Ta ruda metalówa, co ma bloga o gotowaniu
Mam mieszane uczucia. Trailer zapowiadał świetną komedię. Jak się można było spodziewać, do trailera zostały wzięte wszystkie najlepsze momenty z filmu, bo film komedią tak do końca nie jest. W zasadzie to smutny i melancholijny film. Mimo to jest całkiem dobry, jak na polski film. Bo w klasyfikacji ogólnej - mizeria, niestety. Jest dobry, spójny scenariusz, są świetni aktorzy, ale na każdym kroku widać braki - w budżecie, w montażu, w kręceniu. Świetna Romantowska, doskonały Kiersznowski, dość byle jaka Kinga Preis i bardzo kiepski Bartosz Opania.

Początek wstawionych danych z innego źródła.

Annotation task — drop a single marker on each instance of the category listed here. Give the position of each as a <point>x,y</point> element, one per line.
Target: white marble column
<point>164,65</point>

Co ciekawe - rzecz kręcona w Koninie. Nie tak sobie Konin wyobrażałam. W filmie to małe miasteczko ze ślicznym ryneczkiem, jak w większości miast Wielkopolski. Ładne i słoneczne, jak ze wspomnień z dzieciństwa.
Film ogólnie na plus, ale za normalne pieniądze w normalnym kinie trochę by mi było szkoda (akurat trafiłam na promocję, że dawali bilet za 10 zł za kartę Multikina).